Не думаю, что смогу по-прежнему называть эти записи дневником, ибо они определенно шире, чем описание прожитых дней, которые, во всяком случае теперь, когда фурор утих, стали походить один на другой. Тогда назовем это воспоминаниями; скопищем беспорядочных воспоминаний. Или, называть так называть, пусть будет автобиография, заметки к ней. Мисс Вандельер была бы огорчена, узнав, что я ее опережаю. Вчера утром она заходила, чтобы расспросить о нашей с Ником поездке в Испанию на Пасху 1936 года. (Какой зловещей и полной событий может стать простая дата: Пасха 1936 года!) Меня удивляют вещи, которые она хочет знать. Я мог бы понять, если бы ей не терпелось узнать подробности, скажем, моих рискованных похождений в Германии в 1945 году или в точности знать о моем родстве с миссис У. и ее матушкой (предмет всеобщего интереса), но нет, она предпочитает копаться в старине.

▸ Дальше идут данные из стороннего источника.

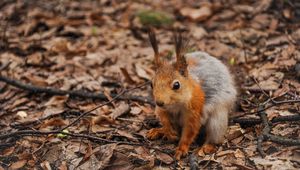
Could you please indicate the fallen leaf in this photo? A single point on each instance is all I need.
(104, 154)
(127, 135)
(197, 15)
(17, 165)
(102, 119)
(165, 158)
(8, 151)
(22, 114)
(122, 109)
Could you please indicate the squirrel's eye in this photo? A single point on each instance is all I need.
(176, 85)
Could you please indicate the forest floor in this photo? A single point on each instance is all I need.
(59, 60)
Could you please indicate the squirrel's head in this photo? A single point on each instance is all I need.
(171, 83)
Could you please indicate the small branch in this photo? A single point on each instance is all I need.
(247, 122)
(77, 93)
(92, 138)
(266, 135)
(75, 135)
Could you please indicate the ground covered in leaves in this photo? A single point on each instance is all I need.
(99, 49)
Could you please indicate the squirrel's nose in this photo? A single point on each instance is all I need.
(160, 103)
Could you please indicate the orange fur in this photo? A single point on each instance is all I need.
(192, 120)
(182, 108)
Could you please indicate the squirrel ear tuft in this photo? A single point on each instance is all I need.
(181, 45)
(154, 44)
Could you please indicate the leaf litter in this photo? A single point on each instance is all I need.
(100, 46)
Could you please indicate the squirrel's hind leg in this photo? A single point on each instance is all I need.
(166, 131)
(216, 127)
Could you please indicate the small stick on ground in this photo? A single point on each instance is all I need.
(266, 135)
(77, 93)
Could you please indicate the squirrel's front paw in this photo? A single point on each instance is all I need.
(170, 136)
(154, 133)
(180, 152)
(161, 132)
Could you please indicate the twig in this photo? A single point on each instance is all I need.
(76, 135)
(266, 135)
(92, 138)
(77, 93)
(247, 122)
(106, 103)
(22, 125)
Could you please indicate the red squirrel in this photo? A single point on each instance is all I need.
(196, 90)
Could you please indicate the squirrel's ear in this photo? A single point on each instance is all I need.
(153, 41)
(181, 45)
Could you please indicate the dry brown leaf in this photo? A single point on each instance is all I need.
(46, 165)
(104, 154)
(122, 109)
(53, 122)
(8, 151)
(135, 110)
(53, 110)
(197, 15)
(19, 102)
(22, 114)
(165, 158)
(63, 166)
(56, 101)
(17, 165)
(127, 135)
(127, 76)
(102, 120)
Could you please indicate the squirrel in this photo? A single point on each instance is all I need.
(194, 91)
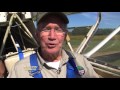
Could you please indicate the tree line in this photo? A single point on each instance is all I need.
(85, 30)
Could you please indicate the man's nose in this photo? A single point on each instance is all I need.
(52, 34)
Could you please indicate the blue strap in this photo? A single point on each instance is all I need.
(21, 56)
(35, 72)
(20, 53)
(72, 70)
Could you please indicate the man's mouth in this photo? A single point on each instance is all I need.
(51, 45)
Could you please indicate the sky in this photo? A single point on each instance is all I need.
(109, 19)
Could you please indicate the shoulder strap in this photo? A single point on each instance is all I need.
(20, 53)
(35, 72)
(72, 70)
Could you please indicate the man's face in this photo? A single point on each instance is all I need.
(51, 35)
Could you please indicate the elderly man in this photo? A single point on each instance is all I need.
(51, 60)
(2, 69)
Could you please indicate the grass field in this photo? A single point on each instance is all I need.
(109, 53)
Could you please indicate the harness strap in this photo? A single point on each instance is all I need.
(35, 72)
(72, 70)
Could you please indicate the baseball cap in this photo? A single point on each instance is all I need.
(58, 14)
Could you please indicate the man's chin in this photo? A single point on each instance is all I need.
(52, 51)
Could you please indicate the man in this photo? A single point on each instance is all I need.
(2, 69)
(51, 60)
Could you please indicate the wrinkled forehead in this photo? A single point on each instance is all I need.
(53, 19)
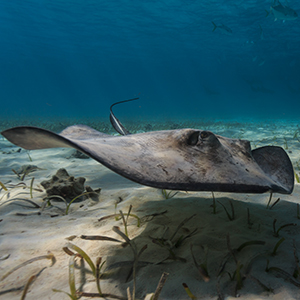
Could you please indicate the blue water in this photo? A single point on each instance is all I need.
(63, 58)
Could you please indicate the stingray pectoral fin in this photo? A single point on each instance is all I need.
(32, 138)
(277, 165)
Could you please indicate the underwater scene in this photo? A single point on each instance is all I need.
(150, 149)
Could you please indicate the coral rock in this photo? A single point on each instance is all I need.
(64, 185)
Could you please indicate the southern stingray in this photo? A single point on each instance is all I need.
(182, 159)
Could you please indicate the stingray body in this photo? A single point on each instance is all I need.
(183, 159)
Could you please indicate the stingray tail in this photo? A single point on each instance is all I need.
(115, 122)
(277, 165)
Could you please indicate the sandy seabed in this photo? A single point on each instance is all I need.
(246, 254)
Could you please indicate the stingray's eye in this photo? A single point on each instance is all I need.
(193, 138)
(205, 134)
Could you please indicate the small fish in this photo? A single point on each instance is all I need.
(281, 12)
(262, 37)
(222, 28)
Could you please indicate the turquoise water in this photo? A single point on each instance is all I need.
(73, 59)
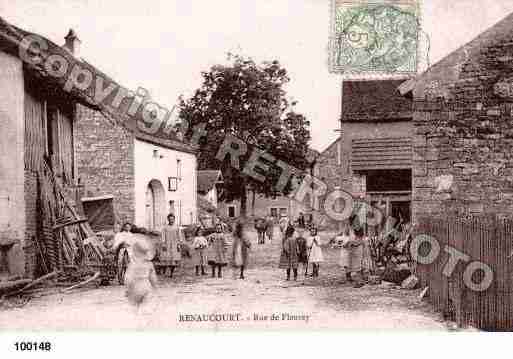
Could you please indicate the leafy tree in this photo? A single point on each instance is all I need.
(247, 100)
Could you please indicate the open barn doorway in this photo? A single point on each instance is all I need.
(391, 192)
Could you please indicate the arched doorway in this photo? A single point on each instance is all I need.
(155, 205)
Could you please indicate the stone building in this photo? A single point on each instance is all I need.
(463, 129)
(147, 177)
(259, 206)
(209, 182)
(372, 158)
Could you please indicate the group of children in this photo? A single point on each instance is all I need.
(300, 248)
(355, 255)
(299, 245)
(304, 246)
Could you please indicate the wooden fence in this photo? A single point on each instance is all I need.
(485, 240)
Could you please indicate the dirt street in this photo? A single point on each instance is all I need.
(264, 300)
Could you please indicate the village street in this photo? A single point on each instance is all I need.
(324, 303)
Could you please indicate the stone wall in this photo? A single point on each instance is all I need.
(463, 159)
(105, 161)
(12, 191)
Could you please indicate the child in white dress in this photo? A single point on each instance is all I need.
(315, 251)
(199, 245)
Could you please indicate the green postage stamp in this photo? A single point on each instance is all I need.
(374, 37)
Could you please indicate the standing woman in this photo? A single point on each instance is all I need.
(217, 251)
(240, 249)
(314, 245)
(269, 231)
(171, 238)
(343, 240)
(199, 256)
(302, 249)
(292, 255)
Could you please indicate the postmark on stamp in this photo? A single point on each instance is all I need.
(379, 37)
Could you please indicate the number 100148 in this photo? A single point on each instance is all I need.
(33, 346)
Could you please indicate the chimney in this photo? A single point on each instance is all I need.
(72, 43)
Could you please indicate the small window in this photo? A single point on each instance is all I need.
(231, 211)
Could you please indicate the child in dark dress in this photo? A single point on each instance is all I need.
(302, 249)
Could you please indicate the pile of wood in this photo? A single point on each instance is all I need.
(70, 255)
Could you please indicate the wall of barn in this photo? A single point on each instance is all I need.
(464, 158)
(105, 161)
(12, 191)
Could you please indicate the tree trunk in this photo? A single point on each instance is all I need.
(253, 203)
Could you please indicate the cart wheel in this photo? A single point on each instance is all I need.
(123, 261)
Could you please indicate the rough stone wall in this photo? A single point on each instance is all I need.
(105, 161)
(31, 215)
(463, 158)
(330, 166)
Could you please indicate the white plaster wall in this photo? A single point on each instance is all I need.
(212, 196)
(148, 167)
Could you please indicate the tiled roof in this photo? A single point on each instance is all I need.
(376, 100)
(447, 71)
(207, 179)
(11, 38)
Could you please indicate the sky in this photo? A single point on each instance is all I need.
(164, 45)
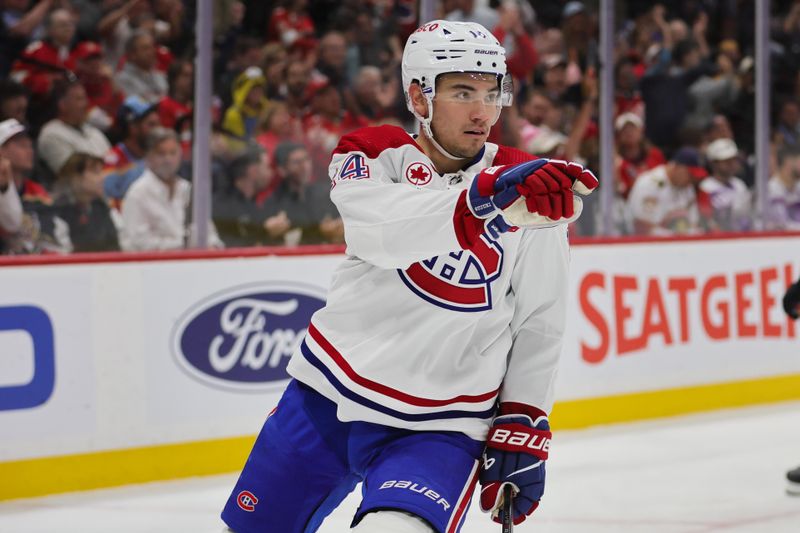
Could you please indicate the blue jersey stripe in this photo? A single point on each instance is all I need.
(349, 394)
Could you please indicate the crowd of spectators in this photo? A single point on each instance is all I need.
(96, 103)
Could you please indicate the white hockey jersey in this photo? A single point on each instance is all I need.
(430, 322)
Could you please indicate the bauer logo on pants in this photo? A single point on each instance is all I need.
(243, 338)
(247, 501)
(27, 357)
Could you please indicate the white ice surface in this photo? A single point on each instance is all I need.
(705, 473)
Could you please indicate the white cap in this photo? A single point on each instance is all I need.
(628, 118)
(444, 46)
(545, 141)
(9, 128)
(721, 149)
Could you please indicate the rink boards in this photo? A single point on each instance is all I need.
(165, 366)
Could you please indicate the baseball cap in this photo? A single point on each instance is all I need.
(10, 128)
(318, 86)
(628, 118)
(572, 8)
(690, 157)
(134, 108)
(721, 149)
(546, 141)
(86, 50)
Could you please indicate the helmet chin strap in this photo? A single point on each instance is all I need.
(426, 126)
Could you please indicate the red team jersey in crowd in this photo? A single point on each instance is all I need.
(39, 65)
(419, 261)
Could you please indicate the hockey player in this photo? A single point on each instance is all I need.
(791, 304)
(432, 364)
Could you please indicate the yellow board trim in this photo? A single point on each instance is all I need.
(51, 475)
(578, 414)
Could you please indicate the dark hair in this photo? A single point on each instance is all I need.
(787, 152)
(284, 150)
(245, 43)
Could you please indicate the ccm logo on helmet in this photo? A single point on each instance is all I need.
(519, 438)
(246, 501)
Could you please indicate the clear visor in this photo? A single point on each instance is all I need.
(471, 87)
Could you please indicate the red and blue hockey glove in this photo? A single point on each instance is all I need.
(546, 185)
(515, 453)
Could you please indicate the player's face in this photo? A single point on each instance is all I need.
(165, 159)
(464, 109)
(726, 168)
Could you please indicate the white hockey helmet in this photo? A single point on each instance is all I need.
(442, 46)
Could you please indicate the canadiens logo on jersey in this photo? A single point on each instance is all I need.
(459, 281)
(418, 174)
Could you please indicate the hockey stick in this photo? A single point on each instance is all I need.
(508, 500)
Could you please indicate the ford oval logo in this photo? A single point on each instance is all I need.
(243, 337)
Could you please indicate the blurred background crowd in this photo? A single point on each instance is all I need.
(96, 102)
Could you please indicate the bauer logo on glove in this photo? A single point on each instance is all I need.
(537, 193)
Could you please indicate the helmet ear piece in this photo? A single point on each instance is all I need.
(416, 99)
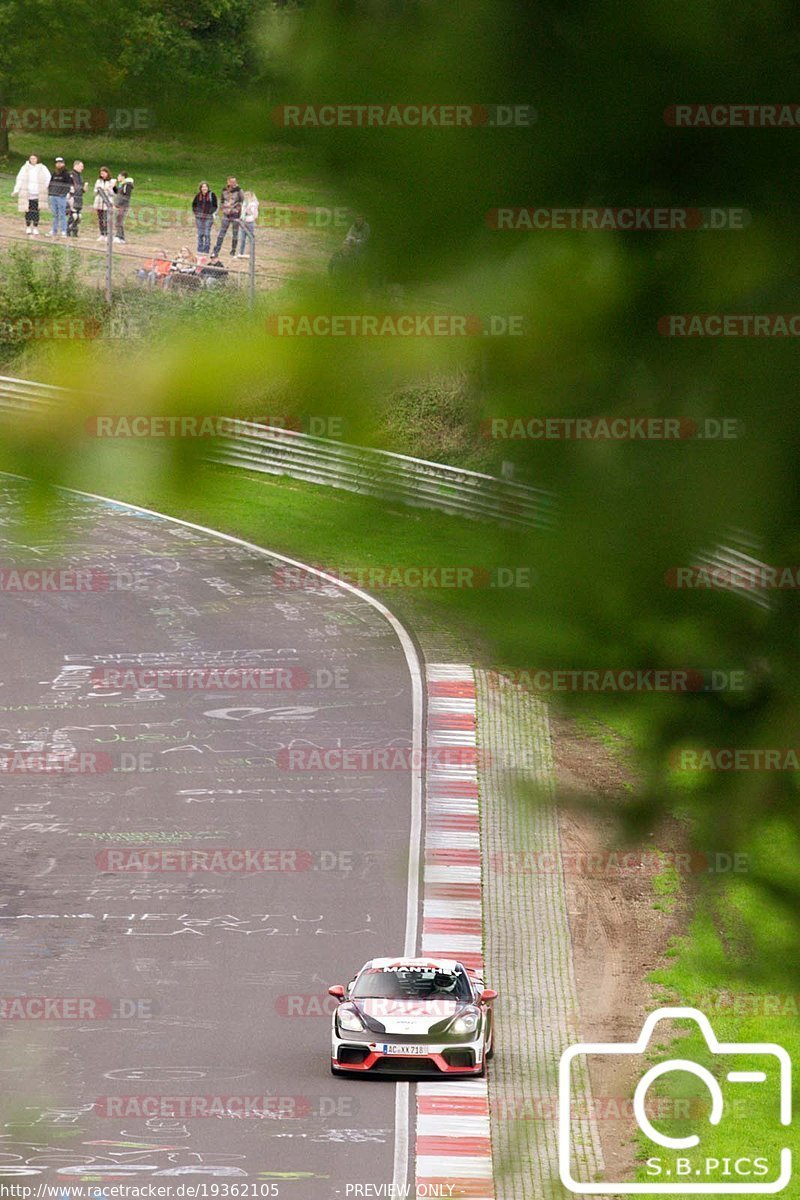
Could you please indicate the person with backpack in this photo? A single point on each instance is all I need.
(204, 207)
(247, 222)
(74, 199)
(103, 201)
(121, 195)
(232, 201)
(58, 191)
(32, 180)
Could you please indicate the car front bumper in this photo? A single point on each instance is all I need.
(360, 1055)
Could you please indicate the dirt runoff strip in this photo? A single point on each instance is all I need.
(528, 951)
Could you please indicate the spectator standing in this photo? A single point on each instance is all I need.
(103, 201)
(32, 180)
(248, 219)
(74, 199)
(58, 191)
(204, 207)
(121, 190)
(232, 201)
(358, 235)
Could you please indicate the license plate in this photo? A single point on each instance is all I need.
(396, 1048)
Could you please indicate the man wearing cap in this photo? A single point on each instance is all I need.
(58, 191)
(74, 199)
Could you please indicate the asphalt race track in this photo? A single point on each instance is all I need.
(205, 987)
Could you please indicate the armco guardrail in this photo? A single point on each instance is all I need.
(411, 481)
(391, 477)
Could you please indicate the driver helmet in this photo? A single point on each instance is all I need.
(444, 981)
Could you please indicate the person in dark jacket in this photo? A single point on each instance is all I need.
(232, 201)
(121, 195)
(74, 199)
(204, 205)
(58, 191)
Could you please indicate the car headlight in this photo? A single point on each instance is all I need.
(349, 1019)
(465, 1023)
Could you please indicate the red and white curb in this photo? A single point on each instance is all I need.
(453, 1145)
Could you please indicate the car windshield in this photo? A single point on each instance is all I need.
(411, 983)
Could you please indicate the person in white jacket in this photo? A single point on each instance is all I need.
(247, 223)
(31, 185)
(103, 201)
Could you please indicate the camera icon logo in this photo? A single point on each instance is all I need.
(679, 1165)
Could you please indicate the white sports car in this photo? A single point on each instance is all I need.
(426, 1017)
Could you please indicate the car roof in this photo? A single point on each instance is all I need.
(404, 961)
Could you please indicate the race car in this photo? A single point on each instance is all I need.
(421, 1017)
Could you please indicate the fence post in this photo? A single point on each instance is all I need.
(109, 249)
(251, 269)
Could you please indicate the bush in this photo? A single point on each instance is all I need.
(37, 292)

Испания. Теперь это вполне забытая старина. Отвратительная страна. Вспоминаю дожди, повсюду удручающий запах то ли спермы, то ли плесени. На каждом углу плакаты с изображением серпа и молота, устрашающего вида парни в красных рубахах, чьи однообразные обветренные лица напоминали мне о бродячих жестянщиках, в мои детские годы промышлявших в Каррикдреме жестяной утварью и дырявыми кастрюлями. Прадо, конечно, явился открытием, кровь и ужасы на картинах Гойи оборачивались страшным пророчеством, от полотен Эль Греко можно было лишиться рассудка. Я предпочитал работы Сурбарана, запоминающиеся божественным покоем. В Севилье на страстной неделе мы под дождем хмуро наблюдали шествие ордена кающихся грешников, зрелище, против которого бунтовала моя протестантская душа. На высоко поднятом на руках паланкине, защищенном от дождя балдахином из золотой парчи с кистями, несли муляжное изображение снятия с креста; лежащий у гипсовых ног Богородицы голый гипсовый Христос, чуть ли не непристойная оргиастическая фигура (до греков куда как далеко) с кожей кремового цвета, искаженным мучениями ртом и обильно кровоточащими ранами. Когда это сооружение, кренясь и раскачиваясь, появилось в поле зрения, несколько пожилых людей, быстро-быстро крестясь в благоговейном страхе, со скрипучими возгласами упали на колени, а один из них на удивление проворно нырнул под паланкин, подставляя плечо. Я также запомнил молодую женщину, выступившую из толпы и передавшую одной из кающихся грешниц в черной мантилье — матери или тетушке — яркий, в красную и белую полоску, зонт. В Альхесирасе мы оказались свидетелями доставившего нам удовольствие захватывающего зрелища — там толпа осквернила церковь и забросала камнями мэра, представительного мужчину с отполированной солнцем лысиной, который, пытаясь сохранить достоинство, торопливо переходя на бег, отступал перед своими мучителями. По пальмам барабанил дождь, багровое небо над вокзалом разорвала ослепительная молния. На стенах хлопали оторванные порывом ветра плакаты. Гостиница в Ла-Линеа была отвратительная. Я долго лежал, слушая собачий лай и бормочущий что-то о войне радиоприемник и глядя на слабые отсветы дождя на неприкрытой спине лежавшего ничком Ника, мирно сопевшего на узкой койке у противоположной стены, едва ли не в миле от меня. Гладкая, чуть поблескивающая кожа; вспомнилась статуя Спасителя. На другой день мы сели на корабль, следовавший в Англию. В Гибралтарском проливе видели дельфинов, в Бискайском заливе меня укачало.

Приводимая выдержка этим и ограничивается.